At 15 years old, he was looking for a summer job in town. Regardless of the industry, no one called back. The only exception was a high-end restaurant at the top of Flagstaff Mountain called the Flagstaff House. They needed help so they hired him.

He spent all his high school years working at the Flagstaff House restaurant and got the opportunity to move around in the kitchen, working the fish station and the meat station. It was there where he fell in love with cooking and creating food.

After finishing high school, he got into the Culinary Institute of America in New York and then started working at the three-Michelinstarred Jean Georges. He experienced a big culture shock as he moved to a buzzing metropolitan area after living in a smaller town his whole life. He then experienced the lows of moving back home and the highs of working at the iconic Quince Restaurant in San Francisco.

The true turning point, however, came in 2016. He started a tiny little supper club with a friend who was not involved with the industry. And they lucked into a great deal with a hotel located in Union Square. “(The management was) basically like, hey, this restaurant is hunting. If you want to do a little concept here just to try to get some traction, you guys can have the place for free,” he recalls.

So, they moved in without any fanfare. They started handing out menus outside, like some tourist traps might do, to get business. Within a month of constant efforts, they got some momentum. A small write-up here, positive word-of-mouth there—eventually the supper club blew up.

The numerous pop-up-to-riches stories in San Francisco like Saison, Lazy Bear, Liholiho Yacht Club among others were certainly inspirations to Chef Hong. Though the path from the bottom where two people had to hustle to fill the popup, to being the owner of a one-star restaurant was arduous nonetheless.
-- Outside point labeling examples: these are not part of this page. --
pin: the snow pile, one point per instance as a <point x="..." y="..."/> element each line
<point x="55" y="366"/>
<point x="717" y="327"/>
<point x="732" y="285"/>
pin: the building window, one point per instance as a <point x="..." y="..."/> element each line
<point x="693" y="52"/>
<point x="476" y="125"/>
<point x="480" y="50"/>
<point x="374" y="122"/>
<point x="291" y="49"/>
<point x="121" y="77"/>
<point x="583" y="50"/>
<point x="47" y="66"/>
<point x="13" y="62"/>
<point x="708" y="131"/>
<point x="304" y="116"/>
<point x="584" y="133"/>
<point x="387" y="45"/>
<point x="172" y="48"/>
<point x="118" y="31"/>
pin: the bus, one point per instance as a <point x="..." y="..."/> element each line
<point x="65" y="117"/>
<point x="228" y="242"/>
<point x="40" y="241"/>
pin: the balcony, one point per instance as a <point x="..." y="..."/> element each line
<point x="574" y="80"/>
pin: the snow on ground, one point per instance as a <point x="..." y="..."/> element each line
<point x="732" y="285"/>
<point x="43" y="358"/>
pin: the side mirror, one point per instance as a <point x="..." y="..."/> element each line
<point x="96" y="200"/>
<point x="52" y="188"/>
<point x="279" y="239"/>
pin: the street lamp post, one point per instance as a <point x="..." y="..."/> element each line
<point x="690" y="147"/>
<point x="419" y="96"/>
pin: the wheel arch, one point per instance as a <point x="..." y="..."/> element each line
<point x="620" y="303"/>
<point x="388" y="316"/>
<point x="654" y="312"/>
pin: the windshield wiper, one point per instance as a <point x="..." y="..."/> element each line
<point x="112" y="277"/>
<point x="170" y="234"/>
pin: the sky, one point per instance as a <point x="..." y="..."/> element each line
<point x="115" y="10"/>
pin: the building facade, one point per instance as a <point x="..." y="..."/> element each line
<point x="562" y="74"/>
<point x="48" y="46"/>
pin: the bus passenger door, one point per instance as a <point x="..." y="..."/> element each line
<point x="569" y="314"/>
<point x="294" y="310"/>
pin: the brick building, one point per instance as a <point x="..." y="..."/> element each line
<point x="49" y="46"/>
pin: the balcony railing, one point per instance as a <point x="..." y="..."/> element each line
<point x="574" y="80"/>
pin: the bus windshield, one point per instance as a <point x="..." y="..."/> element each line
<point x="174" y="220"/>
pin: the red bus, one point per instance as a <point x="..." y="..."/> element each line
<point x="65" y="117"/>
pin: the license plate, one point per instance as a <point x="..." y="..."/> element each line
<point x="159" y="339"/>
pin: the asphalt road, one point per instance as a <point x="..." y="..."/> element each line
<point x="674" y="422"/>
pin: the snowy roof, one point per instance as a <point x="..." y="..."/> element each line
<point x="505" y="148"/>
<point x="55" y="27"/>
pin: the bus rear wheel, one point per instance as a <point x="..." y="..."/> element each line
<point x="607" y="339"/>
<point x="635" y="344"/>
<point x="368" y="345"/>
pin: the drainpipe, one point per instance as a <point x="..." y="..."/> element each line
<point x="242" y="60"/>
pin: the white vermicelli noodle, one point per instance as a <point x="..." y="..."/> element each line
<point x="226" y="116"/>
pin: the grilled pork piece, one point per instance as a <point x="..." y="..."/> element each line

It took time, patience, motivation, and determination.

He had to plan the restaurant, learn accounting, and do various things that were not related to kitchen work. He was even involved in renovating the front of the house. They put together a Pinterest mood board and got to work. “Tiling, painting, chopping wood... we were doing all this stuff ourselves just to try to cut costs,” he says.

Back in the kitchen, he took inspiration from the places that he worked at—from Jean George’s way of combining Asian influences and French techniques to putting handmade pastas together with Californian bounty at Quince—no stones were left unturned.

The menu at Sorrel completely changes every six weeks. The process begins three weeks prior when the team starts with a protein.